Savunma Bakanlığı bir takım son tarihler-farklı aşamalar için çoğul ifade kullanılmış olsa gerek-konulduğunu işaret etti. Onu da göreceğiz...

***

ABD-Türkiye ilişkilerinin Suriye boyutuna yönelik detayların lime lime edilmesinin nedeni, kimsenin hazırdaki tabloyu tarif edememesidir. Bu yüzden bas-bas bağıran kelimeler gözden/kulaktan kaçıyor...

“ABD ile varılan anlaşma iyi bir başlangıç”!..

Neyin başlangıcı? Devamı ne?

“Mekanizma”?.. Bu kelime CENTCOM’undur. Aman!

***

Kimi adımlar da merak edilmeli.

Mesela...

AK Parti, CHP, MHP ve İyi Parti TBMM gruplarının ortak bir açıklama yaparak, FETÖ elebaşı Fetullah Gülen’in Türkiye’ye iadesi için gerekli adımların atılması konusunda ABD’ye yaptığı çağrı yukarıdaki başlangıcadahil mi?

***

3 madde ayın 7’sinde yayınlandı...

Ayın altısında “Amerika’nın Sesi”nde yayınlanan bir haberi anımsatmak isterim...

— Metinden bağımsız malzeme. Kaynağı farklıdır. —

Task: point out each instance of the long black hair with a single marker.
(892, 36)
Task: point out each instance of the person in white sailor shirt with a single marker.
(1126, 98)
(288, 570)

“Bir NATO üyesinin örgütten çıkarılması için resmi bir mekanizma yok. Bununla birlikte, Washington ve Avrupa başkentlerinde konuşulan, Türkiye’nin NATO’da bir geleceği olup olmadığı, ayrılma zamanı gelip gelmediği konusunda politika yapıcılar, dış politika elitleri, analistler arasında tartışmalar artıyor”. (‘Can Turkey be a trusted NATO partner?’, 06/08, VOA.)

Başlangıç?

***

Mesela...

Ankara, Suriye’de, İdlib’de ibrenin Rusya ve Şam yönetimine fazlaca döndüğünü düşünüp, biraz denge kurmak istemiş olabilir mi?

Önümüzdeki günlerde başlayacak seri toplantılara (Astana ve 4’lü zirve) bu oturmuş dengelerin gücünü de taşımak istemiş olabilir mi?

Nihayetinde, Amerika dahi bir karttır...

***

Cumhurbaşkanı: “... İnşallah bu Ağustos’ta da tarihimizin zaferler halkasına bir yenisini daha ekleyeceğiz”...

Türkiye’nin yapacağı harekâtın artık olmayacağı veya formatının değişeceği yönündeki spekülâsyonlara karşı, Cumhurbaşkanı’nın Bayram mesajındaki bu satırlar yanıt sayılabilir mi?

Sayılabilir.

Çünkü...

Ankara, konjonktürel ve kullanışlı esnemelerin getirdiği rahatlamalar kadar, bölgede ve Suriye’de Türkiye’nin güvenlik çıkarlarına sürdürülebilir çözüm sağlamanın daha “köklü” adımlar da gerektirdiğini biliyor!